Among registered voters, 56% say they favor a Democrat in their congressional district, while 38% prefer a Republican. That 18-point edge is the widest Democrats have held in CNN polling on the 2018 contests, and the largest at this point in midterm election cycles dating back two decades. The finding follows several other public polls showing large double-digit leads for Democrats on similar questions…

And those Republicans who are still in the electorate are less enthusiastic about voting next year than Democrats. Overall, 49% of registered voters who are Democrats or Democratic-leaning independents say they are extremely or very enthusiastic about voting for Congress next year, compared with 32% of Republicans and Republican-leaning independent voters who say the same…

Trump himself continues to garner deeply negative favorability ratings — 36% hold a positive view, 60% a negative one — and his approval rating for handling the economy has reached a new low, despite the White House’s frequent touting of the country’s economic progress.

In a year of bananas political stories, none is more bananas than Trump and the GOP getting creamed in midterm polling at a moment when the public is high-fiving about the state of the economy. It’s almost impossible. But before you conclude that this is more FAKE NEWS from CNN, note well that their numbers aren’t a big outlier. On the contrary:

The last two weeks of generic-ballot polling by RCP have found Democratic leads of 13, 12, 8, 8, 15, 11, 11, 15, 9, and now today’s blockbuster of 18. Literally every one of those is a landslide number, some extreme landslides. The recent trend is interesting too:

Apart from a blip here and there Democrats have been hugging 46 percent since October — until recently, when their share of the vote began to climb on December 11 to its current ominous level of 48.9 percent. I can only assume that was a reaction to the impending passage of tax reform, which Democrats have been screaming is a giveaway to corporations and the rich even though 80 percent of taxpayers will get a cut next year. I wonder, though, if it’s partly a reaction to Alabama too, with more of the public tuning in to the charges against Roy Moore and the GOP’s defenses of him in the days before the election on December 12. Either way, the trend is gruesome. Hopefully 100 million or so Americans will brighten up in January when they notice their paycheck is suddenly a little thicker than it was this month and the Democratic lead will begin to deflate. Hopefully.

An obvious question: Is it worth caring about generic ballot polls 11 farking months out from a midterm? Actually, yes, says data-nerd extraordinaire Nate Cohn. Historically the numbers at this stage have tracked well with the results on election day.

As FiveThirtyEight’s Harry Enten wrote months ago, even the very earliest generic ballot polls tend to correlate with the final generic ballot polls. There’s a tendency for the polls to drift toward the party out of power — and that’s exactly what has happened over the last few months.

At this later stage, the generic ballot is even more stable than it was when he wrote about it in April. Since 1970, there has been surprisingly little movement between generic ballot polls taken between 221 and 421 days ahead of the midterms — we’re at 321 today — and those taken over the final 30 days. The average shift is just 2.4 points.

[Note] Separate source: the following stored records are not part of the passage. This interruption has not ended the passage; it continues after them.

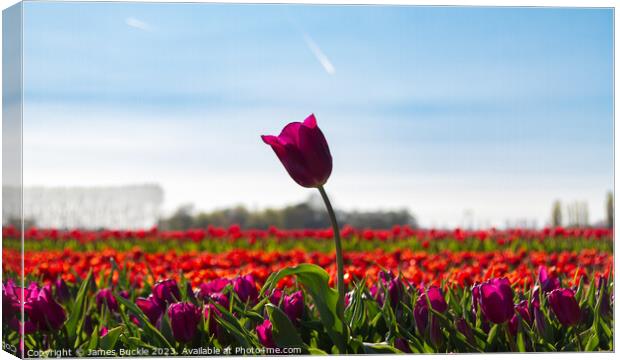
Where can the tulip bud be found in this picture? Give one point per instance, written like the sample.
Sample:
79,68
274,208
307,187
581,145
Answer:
524,311
293,306
166,292
245,287
463,327
547,283
212,287
62,290
184,319
211,311
276,296
265,334
45,312
436,335
420,311
303,150
150,308
106,297
496,300
564,306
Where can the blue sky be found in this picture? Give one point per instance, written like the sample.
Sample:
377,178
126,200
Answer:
493,112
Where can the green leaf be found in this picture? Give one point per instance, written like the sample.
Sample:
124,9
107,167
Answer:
284,332
315,351
148,327
108,341
520,342
230,323
592,342
77,311
493,334
316,281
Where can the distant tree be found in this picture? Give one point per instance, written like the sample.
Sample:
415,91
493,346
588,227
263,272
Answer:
309,214
556,214
180,220
578,214
610,209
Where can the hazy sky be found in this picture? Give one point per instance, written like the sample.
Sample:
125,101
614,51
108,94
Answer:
494,112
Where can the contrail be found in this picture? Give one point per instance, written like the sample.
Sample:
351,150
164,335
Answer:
320,55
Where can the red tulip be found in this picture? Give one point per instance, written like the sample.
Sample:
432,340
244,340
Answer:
303,150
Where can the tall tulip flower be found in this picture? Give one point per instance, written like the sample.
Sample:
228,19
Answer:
564,306
303,150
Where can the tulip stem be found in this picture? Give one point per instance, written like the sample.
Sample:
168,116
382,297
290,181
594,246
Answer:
339,260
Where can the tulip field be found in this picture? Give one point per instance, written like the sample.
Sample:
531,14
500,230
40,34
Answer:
243,291
234,291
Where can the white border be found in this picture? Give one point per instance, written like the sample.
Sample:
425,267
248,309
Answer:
505,3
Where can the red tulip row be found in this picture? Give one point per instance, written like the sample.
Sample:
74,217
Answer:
463,267
236,232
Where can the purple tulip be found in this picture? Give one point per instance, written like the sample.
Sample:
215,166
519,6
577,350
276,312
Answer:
166,292
276,296
62,290
106,297
265,334
10,300
539,320
150,308
293,306
245,287
524,311
394,288
211,311
420,311
475,298
303,150
184,320
565,306
436,335
547,283
496,300
44,311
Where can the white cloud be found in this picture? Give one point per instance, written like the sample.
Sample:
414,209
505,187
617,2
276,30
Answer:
320,55
137,24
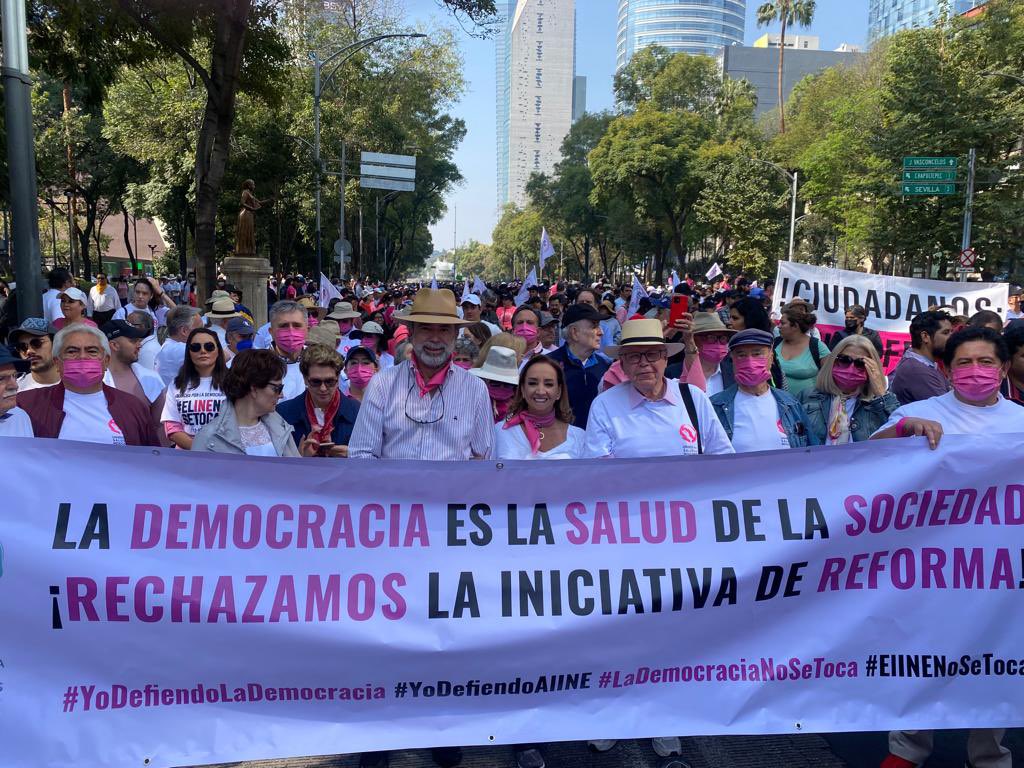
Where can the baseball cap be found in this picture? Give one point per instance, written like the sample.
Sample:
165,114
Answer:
121,330
240,326
577,312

The possibility that the generic ballot might drift further towards Democrats over time is horrifying given the lead they have right now. All we can do is hope that there’s a natural ceiling to this sort of thing and, in a hyperpartisan age, they’ve already hit it. Maybe there’s nowhere for them to go but down.

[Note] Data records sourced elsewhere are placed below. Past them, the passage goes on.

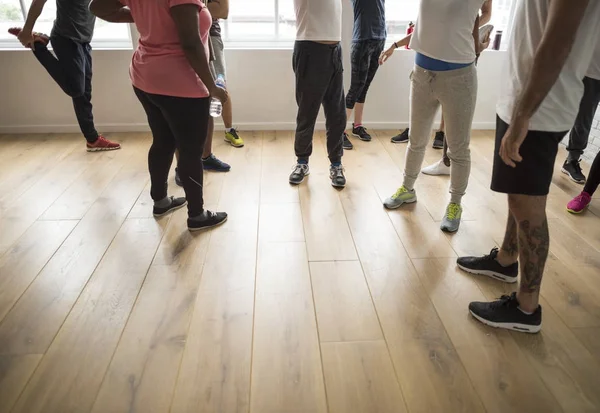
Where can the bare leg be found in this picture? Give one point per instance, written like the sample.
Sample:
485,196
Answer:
509,253
208,144
227,115
534,244
358,112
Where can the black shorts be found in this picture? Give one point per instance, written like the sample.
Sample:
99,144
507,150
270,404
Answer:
533,175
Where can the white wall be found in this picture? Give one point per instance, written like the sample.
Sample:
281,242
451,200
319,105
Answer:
261,83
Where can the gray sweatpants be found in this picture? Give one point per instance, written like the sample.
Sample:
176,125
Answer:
456,91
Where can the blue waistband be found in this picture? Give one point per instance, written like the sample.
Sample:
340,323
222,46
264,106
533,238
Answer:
436,65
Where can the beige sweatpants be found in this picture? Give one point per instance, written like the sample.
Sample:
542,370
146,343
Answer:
456,91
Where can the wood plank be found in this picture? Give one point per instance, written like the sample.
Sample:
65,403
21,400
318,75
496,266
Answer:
22,263
499,370
360,378
74,202
14,373
560,359
69,376
286,373
343,303
31,325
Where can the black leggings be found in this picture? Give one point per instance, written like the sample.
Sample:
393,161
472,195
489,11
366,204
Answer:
177,123
594,179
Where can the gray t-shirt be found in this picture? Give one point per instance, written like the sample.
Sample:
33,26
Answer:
74,20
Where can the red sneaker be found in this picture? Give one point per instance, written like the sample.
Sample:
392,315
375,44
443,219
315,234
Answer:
37,37
102,144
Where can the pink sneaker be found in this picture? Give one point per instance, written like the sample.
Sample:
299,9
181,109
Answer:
579,203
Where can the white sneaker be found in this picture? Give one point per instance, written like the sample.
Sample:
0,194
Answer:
438,168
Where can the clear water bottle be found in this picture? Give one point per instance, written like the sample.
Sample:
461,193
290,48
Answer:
216,107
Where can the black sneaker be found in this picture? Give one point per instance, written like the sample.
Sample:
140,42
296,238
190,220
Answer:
347,145
401,137
438,140
176,203
573,170
178,178
207,219
336,174
212,163
505,313
487,265
361,133
298,173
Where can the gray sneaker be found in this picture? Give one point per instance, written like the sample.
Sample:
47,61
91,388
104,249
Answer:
298,174
336,173
451,220
402,196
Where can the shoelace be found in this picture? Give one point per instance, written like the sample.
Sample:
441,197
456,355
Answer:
452,211
400,191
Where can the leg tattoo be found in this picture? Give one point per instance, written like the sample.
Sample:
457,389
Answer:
534,243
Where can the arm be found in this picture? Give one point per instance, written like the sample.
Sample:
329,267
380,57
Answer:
111,10
34,13
558,38
564,18
486,13
219,9
186,17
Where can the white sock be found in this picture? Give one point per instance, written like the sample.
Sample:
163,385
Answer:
524,312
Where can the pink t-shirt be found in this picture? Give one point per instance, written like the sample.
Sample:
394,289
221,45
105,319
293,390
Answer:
159,65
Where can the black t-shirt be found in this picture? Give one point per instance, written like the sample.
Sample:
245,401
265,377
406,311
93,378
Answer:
74,20
369,20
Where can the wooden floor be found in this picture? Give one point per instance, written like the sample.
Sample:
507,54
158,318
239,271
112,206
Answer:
307,300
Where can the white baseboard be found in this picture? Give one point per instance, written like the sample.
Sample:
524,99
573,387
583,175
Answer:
143,127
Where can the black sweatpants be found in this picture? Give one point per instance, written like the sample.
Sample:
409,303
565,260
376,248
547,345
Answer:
365,62
319,81
578,138
182,124
71,69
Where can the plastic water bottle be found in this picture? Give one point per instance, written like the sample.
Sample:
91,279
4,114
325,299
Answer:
216,107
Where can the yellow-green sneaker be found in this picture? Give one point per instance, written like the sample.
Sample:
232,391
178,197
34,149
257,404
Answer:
233,138
402,196
451,220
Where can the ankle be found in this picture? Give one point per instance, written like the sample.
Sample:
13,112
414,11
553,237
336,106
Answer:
506,259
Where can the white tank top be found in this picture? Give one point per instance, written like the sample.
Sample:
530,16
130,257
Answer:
444,30
559,109
318,20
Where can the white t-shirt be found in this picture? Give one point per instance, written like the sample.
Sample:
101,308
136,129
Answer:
558,111
444,30
594,69
318,20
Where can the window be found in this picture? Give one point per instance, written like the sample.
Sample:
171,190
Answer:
398,15
10,15
260,21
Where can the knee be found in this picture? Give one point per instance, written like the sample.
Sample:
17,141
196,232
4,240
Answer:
527,207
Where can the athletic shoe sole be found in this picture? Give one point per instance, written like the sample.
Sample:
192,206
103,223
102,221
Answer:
563,170
522,328
360,137
170,210
491,274
208,227
412,201
102,149
298,183
233,144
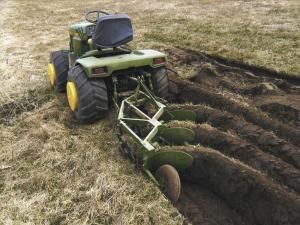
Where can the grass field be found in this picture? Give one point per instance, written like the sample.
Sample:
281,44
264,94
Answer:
55,171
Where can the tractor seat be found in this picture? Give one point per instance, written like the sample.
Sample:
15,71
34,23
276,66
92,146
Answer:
112,31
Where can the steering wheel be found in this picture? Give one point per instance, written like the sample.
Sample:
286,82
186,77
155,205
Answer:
98,12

One note on the sample. CNN has it D33/R23/I44, a 10-point Democratic advantage. That’s an awfully tiny share of Republicans making up the national electorate right now, but you’d expect a tiny share if the GOP and its agenda are unpopular. The partisan composition of the electorate isn’t static, remember; it’s not like Democrats retain a four- or five-point advantage in perpetuity and any poll that deviates from that in the sample is necessarily skewed. As one party becomes more or less popular, the number of voters who admit to being a member of it will grow or shrink too. It’d be weird if the sample *didn’t* have a big Democratic lean given Trump’s poor job approval and the unpopularity of the tax reform bill.